07 March 2013 04:26 [Source: ICIS news]
SINGAPORE (ICIS)--South Korea’s SK Global Chemical has ramped up the operations at both its toluene disproportionation (TDP) units at Ulsan in March, because of improved economics, a company source said on Thursday.
The two TDP units has a nameplate capacity of 6,000 bbl/day and 27,000 bbl/day respectively, the source said.
“The spread is wider now … [so] it is time to ramp up,” a second company source said.
Asian TDP makers’ production margins have been under pressure throughout 2012. The spread between feedstock toluene and benzene prices was still at below $100/tonne in the second half of 2012, despite improving from the negative spreads in the early half of the year.

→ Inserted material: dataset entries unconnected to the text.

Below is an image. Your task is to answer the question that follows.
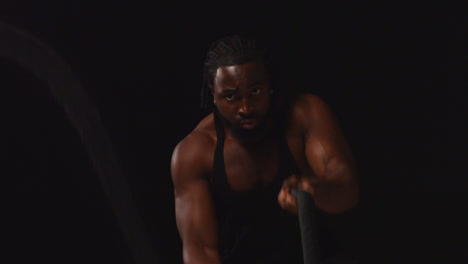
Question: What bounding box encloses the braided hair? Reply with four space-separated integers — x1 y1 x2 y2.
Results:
200 35 271 111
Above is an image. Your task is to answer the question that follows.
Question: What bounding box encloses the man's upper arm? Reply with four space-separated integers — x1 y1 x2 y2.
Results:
171 134 220 263
301 95 356 183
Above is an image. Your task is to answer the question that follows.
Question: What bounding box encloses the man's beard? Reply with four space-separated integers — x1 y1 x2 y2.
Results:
214 108 272 141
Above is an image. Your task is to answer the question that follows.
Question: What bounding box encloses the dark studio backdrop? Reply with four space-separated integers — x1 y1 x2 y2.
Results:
1 1 464 264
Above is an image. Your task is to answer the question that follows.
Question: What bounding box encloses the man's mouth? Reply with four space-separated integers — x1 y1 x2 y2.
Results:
239 118 257 129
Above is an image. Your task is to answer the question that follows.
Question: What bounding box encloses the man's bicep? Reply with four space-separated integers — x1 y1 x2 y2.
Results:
174 180 218 248
303 95 356 179
171 137 220 262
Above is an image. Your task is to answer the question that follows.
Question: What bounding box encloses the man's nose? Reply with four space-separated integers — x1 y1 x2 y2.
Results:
238 98 253 117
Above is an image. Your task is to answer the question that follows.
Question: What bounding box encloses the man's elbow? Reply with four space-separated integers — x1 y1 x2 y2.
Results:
345 179 359 209
335 166 360 213
340 179 359 212
319 180 359 214
183 244 221 264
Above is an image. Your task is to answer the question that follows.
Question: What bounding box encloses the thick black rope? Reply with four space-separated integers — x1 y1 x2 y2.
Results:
0 22 159 264
291 188 320 264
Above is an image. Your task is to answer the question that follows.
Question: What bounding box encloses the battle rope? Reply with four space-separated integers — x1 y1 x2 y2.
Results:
0 22 159 264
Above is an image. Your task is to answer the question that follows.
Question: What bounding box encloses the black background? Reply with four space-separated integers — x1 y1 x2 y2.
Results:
1 1 464 263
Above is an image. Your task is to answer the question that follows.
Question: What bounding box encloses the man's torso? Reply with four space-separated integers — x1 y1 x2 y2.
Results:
193 94 314 191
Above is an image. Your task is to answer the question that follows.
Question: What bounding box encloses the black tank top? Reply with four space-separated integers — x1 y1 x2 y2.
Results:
210 111 304 264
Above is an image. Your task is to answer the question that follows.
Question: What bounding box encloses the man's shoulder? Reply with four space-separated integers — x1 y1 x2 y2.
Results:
286 93 342 139
291 93 326 112
283 93 327 127
171 113 216 182
175 131 215 156
173 113 216 158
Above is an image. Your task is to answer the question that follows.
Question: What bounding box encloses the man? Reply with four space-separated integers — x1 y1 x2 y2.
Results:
171 35 359 264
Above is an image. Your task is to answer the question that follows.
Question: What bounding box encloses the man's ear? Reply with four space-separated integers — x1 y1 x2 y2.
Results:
209 84 214 97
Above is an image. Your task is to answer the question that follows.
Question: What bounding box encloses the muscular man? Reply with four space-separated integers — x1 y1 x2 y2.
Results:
171 35 359 264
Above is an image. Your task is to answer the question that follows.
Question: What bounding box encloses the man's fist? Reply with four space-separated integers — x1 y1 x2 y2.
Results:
277 174 314 214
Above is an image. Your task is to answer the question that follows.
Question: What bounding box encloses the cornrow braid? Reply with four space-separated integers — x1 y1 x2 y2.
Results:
200 35 269 111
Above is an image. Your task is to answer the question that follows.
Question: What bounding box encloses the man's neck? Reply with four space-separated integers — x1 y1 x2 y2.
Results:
224 115 276 147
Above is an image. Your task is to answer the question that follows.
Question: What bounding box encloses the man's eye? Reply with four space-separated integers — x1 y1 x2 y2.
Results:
252 88 262 95
224 94 235 101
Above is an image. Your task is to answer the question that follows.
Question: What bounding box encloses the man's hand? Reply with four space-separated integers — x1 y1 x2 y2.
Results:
278 174 314 214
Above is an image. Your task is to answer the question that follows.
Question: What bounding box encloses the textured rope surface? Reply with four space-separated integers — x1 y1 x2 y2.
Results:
291 188 320 264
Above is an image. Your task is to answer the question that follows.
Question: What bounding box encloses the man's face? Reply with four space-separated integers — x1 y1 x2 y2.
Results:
211 60 273 139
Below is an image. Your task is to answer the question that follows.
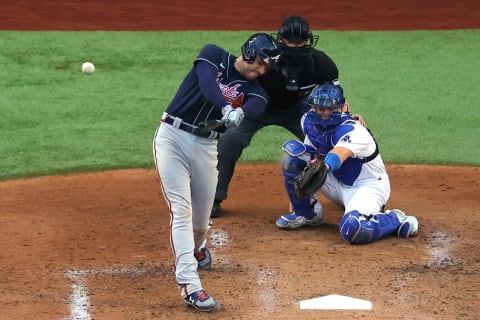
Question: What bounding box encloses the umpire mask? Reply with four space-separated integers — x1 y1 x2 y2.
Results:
278 45 314 91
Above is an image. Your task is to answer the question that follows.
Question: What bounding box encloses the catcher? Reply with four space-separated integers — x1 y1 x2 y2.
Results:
276 83 419 244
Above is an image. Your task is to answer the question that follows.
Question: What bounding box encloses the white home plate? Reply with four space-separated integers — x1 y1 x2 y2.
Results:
300 294 372 310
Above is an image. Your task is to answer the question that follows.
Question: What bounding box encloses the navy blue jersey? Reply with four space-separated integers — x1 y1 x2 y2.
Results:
258 48 338 112
165 44 268 130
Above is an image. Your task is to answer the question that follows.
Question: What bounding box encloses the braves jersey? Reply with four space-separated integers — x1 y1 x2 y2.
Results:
258 48 338 112
302 111 386 186
164 44 268 132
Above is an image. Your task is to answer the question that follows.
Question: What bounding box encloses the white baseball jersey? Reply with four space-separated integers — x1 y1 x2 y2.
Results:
303 115 390 215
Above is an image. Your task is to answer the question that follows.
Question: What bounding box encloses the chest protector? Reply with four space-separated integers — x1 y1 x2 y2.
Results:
304 120 377 186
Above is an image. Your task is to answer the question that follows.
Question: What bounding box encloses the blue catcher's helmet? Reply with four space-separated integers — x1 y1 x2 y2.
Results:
241 33 280 65
304 83 350 129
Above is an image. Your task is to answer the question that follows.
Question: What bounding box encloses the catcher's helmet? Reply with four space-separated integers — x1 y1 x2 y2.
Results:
276 16 318 47
304 83 349 128
241 33 280 65
306 83 345 108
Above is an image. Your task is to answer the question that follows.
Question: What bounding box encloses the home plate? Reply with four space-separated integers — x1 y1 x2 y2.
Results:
300 294 372 310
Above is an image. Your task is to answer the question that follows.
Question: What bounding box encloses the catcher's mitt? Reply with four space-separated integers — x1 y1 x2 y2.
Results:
294 158 328 198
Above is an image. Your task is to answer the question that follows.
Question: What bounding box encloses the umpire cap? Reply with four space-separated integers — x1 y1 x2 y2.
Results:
277 16 318 46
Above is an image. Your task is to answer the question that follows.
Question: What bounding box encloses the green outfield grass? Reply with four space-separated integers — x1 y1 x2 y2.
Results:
0 30 479 181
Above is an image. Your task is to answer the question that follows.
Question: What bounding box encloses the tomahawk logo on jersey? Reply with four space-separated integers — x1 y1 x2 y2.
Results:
217 82 245 108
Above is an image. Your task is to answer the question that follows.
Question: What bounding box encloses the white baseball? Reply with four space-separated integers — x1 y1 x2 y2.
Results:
81 62 95 75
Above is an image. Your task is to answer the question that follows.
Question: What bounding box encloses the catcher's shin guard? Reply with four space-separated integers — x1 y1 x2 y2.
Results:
281 151 317 219
339 210 401 244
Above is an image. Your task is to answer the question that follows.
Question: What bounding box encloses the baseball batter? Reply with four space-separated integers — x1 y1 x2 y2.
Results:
153 33 279 311
277 83 419 244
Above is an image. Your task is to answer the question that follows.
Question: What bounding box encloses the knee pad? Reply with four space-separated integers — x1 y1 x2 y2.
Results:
339 210 381 244
281 140 316 178
281 152 307 179
282 140 317 157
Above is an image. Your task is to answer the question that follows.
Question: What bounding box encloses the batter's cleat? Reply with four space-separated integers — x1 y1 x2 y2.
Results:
195 247 212 270
390 209 419 238
276 212 324 229
210 200 221 218
183 289 219 312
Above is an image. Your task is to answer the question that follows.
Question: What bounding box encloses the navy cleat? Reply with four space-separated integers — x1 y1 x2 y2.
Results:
183 289 219 312
194 247 212 270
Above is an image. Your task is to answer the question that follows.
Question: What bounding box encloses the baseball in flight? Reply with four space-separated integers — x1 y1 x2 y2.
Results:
81 62 95 75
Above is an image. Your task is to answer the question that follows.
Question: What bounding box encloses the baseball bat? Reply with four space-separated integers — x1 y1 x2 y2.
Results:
196 119 228 132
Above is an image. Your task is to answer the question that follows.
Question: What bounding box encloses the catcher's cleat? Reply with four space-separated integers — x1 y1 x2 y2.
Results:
182 288 220 312
390 209 419 238
210 200 221 218
276 212 324 229
195 247 212 270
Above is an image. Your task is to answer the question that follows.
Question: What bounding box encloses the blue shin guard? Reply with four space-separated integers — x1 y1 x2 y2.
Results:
339 210 401 244
280 147 318 219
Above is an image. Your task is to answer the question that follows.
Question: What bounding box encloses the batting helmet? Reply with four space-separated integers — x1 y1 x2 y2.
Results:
276 16 319 47
241 33 280 65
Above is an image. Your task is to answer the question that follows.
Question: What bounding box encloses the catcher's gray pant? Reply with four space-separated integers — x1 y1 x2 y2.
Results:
215 106 304 201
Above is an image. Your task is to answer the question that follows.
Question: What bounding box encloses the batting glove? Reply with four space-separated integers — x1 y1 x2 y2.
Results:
221 105 244 127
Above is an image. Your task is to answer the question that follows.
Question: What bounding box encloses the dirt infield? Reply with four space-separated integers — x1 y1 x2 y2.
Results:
1 1 479 320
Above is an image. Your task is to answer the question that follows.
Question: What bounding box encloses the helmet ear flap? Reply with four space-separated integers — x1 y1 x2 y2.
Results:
241 41 253 63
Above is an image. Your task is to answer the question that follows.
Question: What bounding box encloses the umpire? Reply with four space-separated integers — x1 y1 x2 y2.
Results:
211 16 339 217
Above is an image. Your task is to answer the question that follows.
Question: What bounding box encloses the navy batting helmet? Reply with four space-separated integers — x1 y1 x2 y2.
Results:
241 33 280 65
276 16 318 47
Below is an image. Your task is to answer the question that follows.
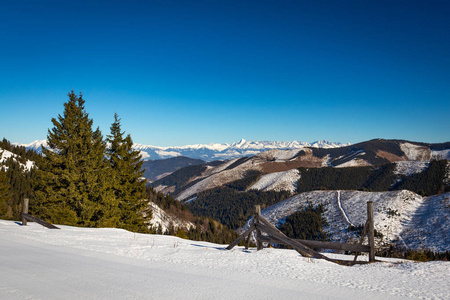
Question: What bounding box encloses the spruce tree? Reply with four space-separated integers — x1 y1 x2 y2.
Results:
106 113 150 232
33 91 119 227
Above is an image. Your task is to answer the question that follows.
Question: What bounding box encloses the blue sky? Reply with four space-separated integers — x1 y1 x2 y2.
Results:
1 0 449 146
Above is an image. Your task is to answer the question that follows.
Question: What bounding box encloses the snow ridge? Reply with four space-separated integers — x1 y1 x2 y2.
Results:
16 139 350 161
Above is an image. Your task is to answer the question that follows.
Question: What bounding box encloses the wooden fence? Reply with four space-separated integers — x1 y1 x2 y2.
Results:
21 198 60 229
226 201 376 266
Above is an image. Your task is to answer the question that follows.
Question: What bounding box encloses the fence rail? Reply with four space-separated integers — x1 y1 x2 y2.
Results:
226 201 376 266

At noon on 7 March 2013, toluene prices were at $1,210-1,230/tonne FOB (free on board) Korea, down by $140-150/tonne compared with benzene prices at $1,360-1,370/tonne FOB Korea, ICIS data showed.
A spread of mid-$100s/tonne has been prevailing since the previous week, as market players expect regional TDP producers to ramp up their plant operating rates.
An estimated spread of more than $100/tonne between toluene and benzene prices is needed to cover TDP production costs, market players said.Other South Korean aromatics producers include GS Caltex, Lotte Chemical, S-Oil and Samsung Total.